Ma un'altra cosa ha detto Bizzarri che merita di essere sottolineata: "È giusto dare una mano alla propria città". Sembra un messaggio rivolto a tutti coloro che nei mesi e negli anni scorsi sono stati a vario titolo interpellati dalla politica proprio per dare una mano: tutti a respingere ogni proposta con la ricorrente motivazione di non volersi sporcare le mani. Ora, la nostra politica ha certamente molto da farsi perdonare, però se la si affida sempre anche a persone poco raccomandabili poi resta difficile mugugnare.

Prendiamo il caso dell'Amt, l'altra questione nomine che si tocca, dicevo, con il "caso Bizzarri". Quasi sdegnosamente, il presidente Ravera si è dimesso come se a Genova fossero arrivati i lanzichenecchi e non fosse lui, invece, con altre complicità, il responsabile del disastro dei bus. Qui il problema di fondo è la visione del futuro dei trasporti: secondo Ravera, e prim'ancora secondo Doria e principalmente il Pd, per Amt si poteva solo disegnare un percorso che portasse l'azienda a sposarsi con uno o più partner privati. Rovesciando gli stereotipi del passato, il centrodestra di Bucci ritiene che per l'Amt - come per l'Amiu, che si occupa di rifiuti - la strada debba essere quella di rimanere in mano pubblica.

La differenza non è marginale. Mi è già capitato di scrivere che su questi argomenti Bucci mostra di essere più a sinistra del Pd, ma la questione non è la collocazione sullo scacchiere politico. La questione riguarda il punto di osservazione del problema: Doria e il Pd avevano più attenzione al conto economico, Bucci rivela una più spiccata sensibilità verso il servizio al cittadino. Ovvio che non potrà fare strame del bilancio, ma se si vuole garantire la socialità del trasporto locale - cominciando dal costo del biglietto e dalla copertura di tratte poco remunerative - non si può che restare in una gestione pubblica.

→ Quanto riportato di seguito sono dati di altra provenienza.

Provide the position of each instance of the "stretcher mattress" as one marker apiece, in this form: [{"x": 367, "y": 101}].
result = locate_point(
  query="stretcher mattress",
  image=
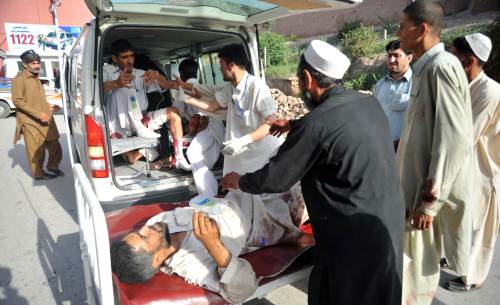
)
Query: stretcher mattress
[{"x": 270, "y": 263}]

C'è chi obietta che si tratta di una missione impossibile. Può darsi, ma altre esperienze - in Italia come nel resto del mondo - ci dicono che le nozze pubblico-privato possono riuscire nella sanità, ma puntualmente falliscono - a parte qualche eccezione - quando si sale su quattro ruote. Non si può bocciare in partenza, allora, il proposito di Bucci di tenere trasporti e gestione dei rifiuti a Palazzo Tursi. Come nel caso di Bizzarri, Genova ha bisogno di gente e di progetti da mettere alla prova. Ai pregiudizi si è già ampiamente affidata. E non è finita bene.